Alshami, A., University of North Dakota
A reliable and practical determination of a chemical species’ solubility in water continues to be examined using empirical observations and exhaustive experimental studies alone. Predictions of chemical solubility in water using data-driven algorithms can allow us to create a rationally designed, efficient, and cost-effective tool for next-generation materials and chemical formulations. We present results from two machine learning (ML) modeling studies to adequately predict various species’ solubility using data for over 8,400 compounds. Molecular-descriptors, the most used method in previous studies, and Morgan fingerprint, a topological, circular-based hash of the molecules' structures, were applied to produce water solubility estimates. We trained all models on 80% of the total datasets using the Random Forest (RFs) technique as the regressor and tested the prediction performance using the remaining 20%, resulting in R 2 test values of 0.88 and 0.82 for the descriptors and circular fingerprint methods, respectively.

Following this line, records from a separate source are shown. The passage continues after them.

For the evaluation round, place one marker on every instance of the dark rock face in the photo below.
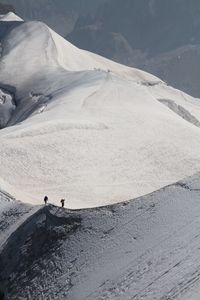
(147, 34)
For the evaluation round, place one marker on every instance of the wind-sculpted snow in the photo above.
(142, 249)
(86, 128)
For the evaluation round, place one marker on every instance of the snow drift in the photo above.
(86, 128)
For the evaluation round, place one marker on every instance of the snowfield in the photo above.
(146, 249)
(77, 126)
(84, 128)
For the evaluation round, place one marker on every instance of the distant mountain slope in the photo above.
(147, 29)
(77, 125)
(5, 8)
(61, 15)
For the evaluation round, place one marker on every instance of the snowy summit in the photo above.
(79, 126)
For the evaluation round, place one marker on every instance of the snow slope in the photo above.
(85, 128)
(143, 249)
(10, 17)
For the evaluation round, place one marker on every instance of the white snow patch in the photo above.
(10, 17)
(103, 137)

Our results were compared to a blind, low molecular database consists of 32 low organic molecules with the number of C atoms ranging from 1 to 12 with specified aqueous solubility experiments, revealing that using a fingerprint method has a lower average absolute calculation error (∼0.25 log units), which is comparable to other group contribution methods currently available. The average uncertainty in measured aqueous solubility for organic molecules represented ∼0.6 log units or higher, when the solubility values were gathered from various published sources. We also gained insight into how important features impact an ML's output using SHAP analysis and calculated Gibbs energies for these features to investigate their thermodynamic favorability. The fingerprint method can predict the aqueous solubility with low error, and its interpretability ability will distinguish it from the other currently available methods.